Diagnosis of chronic infections of African swine fever is problematic, because the clinical signs and lesions in chronically infected pigs are highly variable. Laboratory confirmation is essential, and samples of blood, spleen, kidney, lymph nodes, and tonsils, in particular, should be collected for virus isolation, detection of antigen, or PCR testing for viral DNA. Virus isolation is carried out in swine bone marrow or peripheral blood leukocyte cultures, in which hemadsorption of red blood cells on the surface of the infected cells can be demonstrated. There are nonhemadsorbing viral strains that produce a cytopathic effect in pig leukocytes. Antigen detection can also be achieved by immunofluorescence staining of tissue smears, immunodiffusion using tissue suspensions as the source of antigen, or antigen-detection ELISA. Antibodies can be detected by ELISA and indirect immunofluorescence, but in acute cases of ASF, the pigs may die before antibodies are produced.

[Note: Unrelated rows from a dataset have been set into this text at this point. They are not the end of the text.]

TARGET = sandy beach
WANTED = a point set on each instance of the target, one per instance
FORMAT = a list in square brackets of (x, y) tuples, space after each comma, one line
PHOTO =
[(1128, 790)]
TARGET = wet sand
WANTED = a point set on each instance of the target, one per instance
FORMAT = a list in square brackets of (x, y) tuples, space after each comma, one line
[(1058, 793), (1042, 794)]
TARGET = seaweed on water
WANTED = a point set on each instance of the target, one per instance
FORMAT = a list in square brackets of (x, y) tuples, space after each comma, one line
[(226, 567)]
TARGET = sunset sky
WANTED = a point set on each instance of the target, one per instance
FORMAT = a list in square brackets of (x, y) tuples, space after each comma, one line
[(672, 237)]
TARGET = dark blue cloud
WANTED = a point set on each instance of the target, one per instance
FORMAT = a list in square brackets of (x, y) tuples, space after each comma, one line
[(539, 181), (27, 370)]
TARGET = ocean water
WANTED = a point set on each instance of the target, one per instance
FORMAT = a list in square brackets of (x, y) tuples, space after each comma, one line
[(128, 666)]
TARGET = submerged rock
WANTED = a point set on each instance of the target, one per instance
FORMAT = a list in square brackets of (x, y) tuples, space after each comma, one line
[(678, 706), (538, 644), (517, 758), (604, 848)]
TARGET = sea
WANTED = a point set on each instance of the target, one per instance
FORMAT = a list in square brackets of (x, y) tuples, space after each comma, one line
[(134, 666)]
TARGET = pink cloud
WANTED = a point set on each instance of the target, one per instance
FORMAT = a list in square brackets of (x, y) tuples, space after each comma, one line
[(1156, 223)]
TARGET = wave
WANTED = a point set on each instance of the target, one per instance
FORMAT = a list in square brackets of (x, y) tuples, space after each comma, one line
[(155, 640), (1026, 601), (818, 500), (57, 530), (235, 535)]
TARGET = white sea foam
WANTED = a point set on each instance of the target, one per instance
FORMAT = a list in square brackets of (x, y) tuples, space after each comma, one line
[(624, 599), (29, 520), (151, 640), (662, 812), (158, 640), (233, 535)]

There is no treatment for ASF, and attempts to develop a vaccine are ongoing.. Many laboratories around the world are working to develop a vaccine, with some promising results, but more work is required to ensure the safely and efficacy of these prototype vaccines before registration. Researchers in China have reported results of field trials to determine safety recently.

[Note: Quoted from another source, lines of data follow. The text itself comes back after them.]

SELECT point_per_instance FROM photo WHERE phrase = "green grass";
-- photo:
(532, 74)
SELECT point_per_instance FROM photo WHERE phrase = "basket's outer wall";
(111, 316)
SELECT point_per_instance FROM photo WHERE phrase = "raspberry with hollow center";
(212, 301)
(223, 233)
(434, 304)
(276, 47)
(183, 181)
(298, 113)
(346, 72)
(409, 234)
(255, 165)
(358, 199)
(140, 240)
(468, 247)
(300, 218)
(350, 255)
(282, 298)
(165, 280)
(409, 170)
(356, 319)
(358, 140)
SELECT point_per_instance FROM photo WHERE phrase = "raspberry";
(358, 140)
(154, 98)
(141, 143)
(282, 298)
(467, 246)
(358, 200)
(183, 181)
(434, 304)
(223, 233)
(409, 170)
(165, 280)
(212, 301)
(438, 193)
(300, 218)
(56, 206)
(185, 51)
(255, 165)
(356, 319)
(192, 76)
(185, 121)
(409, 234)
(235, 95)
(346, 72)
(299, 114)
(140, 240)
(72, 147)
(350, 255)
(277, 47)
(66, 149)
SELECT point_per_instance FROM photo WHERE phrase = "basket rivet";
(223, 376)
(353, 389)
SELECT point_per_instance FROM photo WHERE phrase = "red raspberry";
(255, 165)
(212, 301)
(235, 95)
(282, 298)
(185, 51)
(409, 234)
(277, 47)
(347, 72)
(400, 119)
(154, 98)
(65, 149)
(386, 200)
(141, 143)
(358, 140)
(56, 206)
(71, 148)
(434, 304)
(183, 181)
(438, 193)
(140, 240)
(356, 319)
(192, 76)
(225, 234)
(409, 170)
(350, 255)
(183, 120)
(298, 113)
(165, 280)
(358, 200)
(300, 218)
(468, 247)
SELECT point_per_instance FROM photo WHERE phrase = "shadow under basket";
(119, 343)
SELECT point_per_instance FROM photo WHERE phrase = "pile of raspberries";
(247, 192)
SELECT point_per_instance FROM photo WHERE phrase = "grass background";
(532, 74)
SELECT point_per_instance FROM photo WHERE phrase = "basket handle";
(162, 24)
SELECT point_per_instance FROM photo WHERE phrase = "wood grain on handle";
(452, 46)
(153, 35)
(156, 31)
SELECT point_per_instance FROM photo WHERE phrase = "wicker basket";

The prevention and control of ASF is complicated by several factors, including the transmission of virus in fresh meat and some cured pork products, the possible persistent infection in some swine, the presence of wildlife reservoirs of virus including wild suids and soft ticks in some parts of the world, and diagnostic confusion with agents that cause similar clinical signs, such as classical swine fever (hog cholera). Prevention depends on ensuring that neither infected live domestic or wild swine nor swine meat products are introduced into areas free of ASF.
The presence of the virus in ticks and warthogs in many countries of sub-Saharan Africa makes it difficult, if not impossible, to break the sylvatic cycle of the virus. However, domestic swine can be reared in Africa if the management system avoids feeding uncooked waste food scraps and prevents the access of ticks and contact with warthogs, usually by double fencing, with a wire mesh perimeter fence extending beneath the ground.

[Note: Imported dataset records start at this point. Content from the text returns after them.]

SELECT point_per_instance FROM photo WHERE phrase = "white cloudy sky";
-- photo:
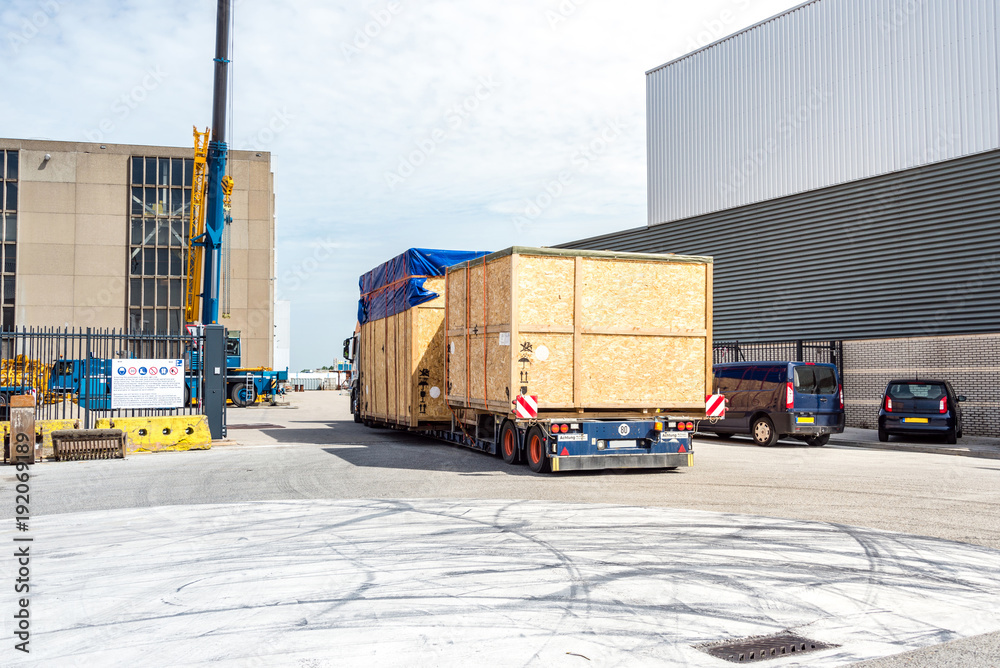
(437, 131)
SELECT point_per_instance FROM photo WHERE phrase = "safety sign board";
(147, 383)
(715, 405)
(526, 406)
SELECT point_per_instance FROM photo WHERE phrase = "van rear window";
(815, 380)
(916, 391)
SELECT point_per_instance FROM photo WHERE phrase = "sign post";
(147, 383)
(22, 429)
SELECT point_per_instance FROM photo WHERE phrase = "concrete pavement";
(968, 446)
(483, 582)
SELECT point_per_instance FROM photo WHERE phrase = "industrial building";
(841, 162)
(96, 235)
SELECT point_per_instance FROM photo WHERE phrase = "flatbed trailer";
(564, 360)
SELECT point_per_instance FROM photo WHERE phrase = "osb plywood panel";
(551, 379)
(545, 291)
(378, 381)
(498, 288)
(429, 372)
(392, 409)
(434, 284)
(456, 367)
(476, 367)
(656, 371)
(498, 373)
(401, 389)
(643, 295)
(477, 302)
(456, 298)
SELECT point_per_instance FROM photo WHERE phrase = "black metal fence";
(829, 352)
(70, 371)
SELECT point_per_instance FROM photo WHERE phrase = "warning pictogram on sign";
(526, 406)
(715, 405)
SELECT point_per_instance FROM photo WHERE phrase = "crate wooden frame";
(555, 297)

Countries free of ASF maintain their virus-free status by prohibiting the importation of live swine and swine products from infected countries and by monitoring the destruction of all waste food scraps from ships and aircraft involved in international routings.
If disease does occur in a previously noninfected country, control depends first on early recognition and rapid laboratory diagnosis. Once ASF is confirmed in a country that has been free of disease, prompt action is required to control and then eradicate the infection. The strategy for eradication involves slaughter of infected swine and swine in contact with them, and safe disposal of carcasses. If wild boar are present and being infected, this significantly complicates control programs. In these cases. direct contact between wild boar and domestic pigs must be avoided through enhanced biosecurity in backyard farms. Movement of swine between farms is controlled, and feeding of waste food is prohibited. Where soft ticks are known to occur, infested buildings are sprayed with acaricides, and restocking of farms should only be allowed if sentinel swine do not become infected.
African swine fever is a highly infectious, often rapidly fatal viral disease of pigs.
The virus is endemic to subSaharan Africa, where it is transmitted from warthogs and bushpigs by soft ticks.
An outbreak that began in Georgia in 2007 has since spread to numerous countries in Asia and Europe.
There are no vaccines available, although multiple candidates are being tested.